- Directed by: Khaled Ridgeway
- Written by: Khaled Ridgeway
- Produced by: Datari Turner James J. Yi Meagan Good
- Starring: Lamorne Morris Jackie Earle Haley Haley Joel Osment Alisha Wainwright
- Production company: Datari Turner Productions
- Distributed by: Vertical Entertainment
- Release dates: August 2020 (American Black Film Festival); December 3, 2021;
- Running time: 88 minutes
- Country: United States
- Language: English

= Death of a Telemarketer =

Death of a Telemarketer is a 2020 American thriller comedy-drama film written and directed by Khaled Ridgeway and starring Lamorne Morris, Jackie Earle Haley, Haley Joel Osment and Alisha Wainwright. It is Ridgeway's feature directorial debut.

==Plot==
A fast-talking telemarketer finds himself at the mercy of a man he tried to swindle.

==Cast==
- Lamorne Morris as Kasey Miller
- Jackie Earle Haley as Asa Ellenbogen
- Haley Joel Osment as Jim/Dean
- Alisha Wainwright as Christine
- Woody McClain as Barry
- Matt McGorry as Andy
- Gil Ozeri as Justin
- Sujata Day as Shelly
- David So as Rick
- Ian Verdun as Officer Brian Gerard
- Gwen Gottlieb as Liz
- Starletta DuPois as Mrs. Gordon

==Production==
Filming began in Los Angeles in September 2019.

==Release==
The film premiered at the 2020 American Black Film Festival and later showed at the 2020 Austin Film Festival in 2020.

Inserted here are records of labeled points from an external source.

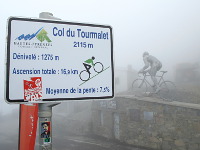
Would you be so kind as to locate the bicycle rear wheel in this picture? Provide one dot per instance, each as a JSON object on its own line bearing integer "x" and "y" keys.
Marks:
{"x": 139, "y": 87}
{"x": 84, "y": 75}
{"x": 167, "y": 91}
{"x": 98, "y": 67}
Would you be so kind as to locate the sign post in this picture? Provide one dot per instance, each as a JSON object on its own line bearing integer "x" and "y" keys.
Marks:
{"x": 45, "y": 112}
{"x": 49, "y": 60}
{"x": 53, "y": 60}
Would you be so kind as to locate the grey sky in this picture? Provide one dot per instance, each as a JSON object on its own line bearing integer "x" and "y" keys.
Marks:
{"x": 167, "y": 29}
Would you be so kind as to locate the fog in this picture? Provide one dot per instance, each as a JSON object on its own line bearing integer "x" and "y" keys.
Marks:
{"x": 168, "y": 30}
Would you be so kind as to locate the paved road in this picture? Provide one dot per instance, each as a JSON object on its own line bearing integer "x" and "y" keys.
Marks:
{"x": 86, "y": 143}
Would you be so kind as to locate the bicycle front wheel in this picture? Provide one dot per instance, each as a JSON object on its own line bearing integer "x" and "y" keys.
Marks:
{"x": 98, "y": 67}
{"x": 139, "y": 87}
{"x": 84, "y": 75}
{"x": 167, "y": 91}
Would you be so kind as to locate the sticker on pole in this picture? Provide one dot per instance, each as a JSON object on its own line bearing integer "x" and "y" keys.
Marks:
{"x": 50, "y": 60}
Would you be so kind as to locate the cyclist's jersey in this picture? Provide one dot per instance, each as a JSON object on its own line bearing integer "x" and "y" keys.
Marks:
{"x": 153, "y": 61}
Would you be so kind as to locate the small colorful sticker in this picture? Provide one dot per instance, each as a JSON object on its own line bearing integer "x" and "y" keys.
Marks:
{"x": 33, "y": 89}
{"x": 46, "y": 131}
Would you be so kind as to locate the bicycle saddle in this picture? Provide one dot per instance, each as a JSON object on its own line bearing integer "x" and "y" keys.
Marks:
{"x": 163, "y": 71}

In October 2021, it was announced that Sony Pictures Worldwide Acquisitions acquired global rights to the film.

The film was released in theaters and On Demand on December 3, 2021.

==Reception==
The film has a 20% rating on Rotten Tomatoes based on 10 reviews, with an average rating of 4.6/10.

==Awards==
The film won the Fan Favorite Film Award at the 2020 American Black Film Festival.

The film also won the best feature award at the 2021 Martha's Vineyard African American Film Festival.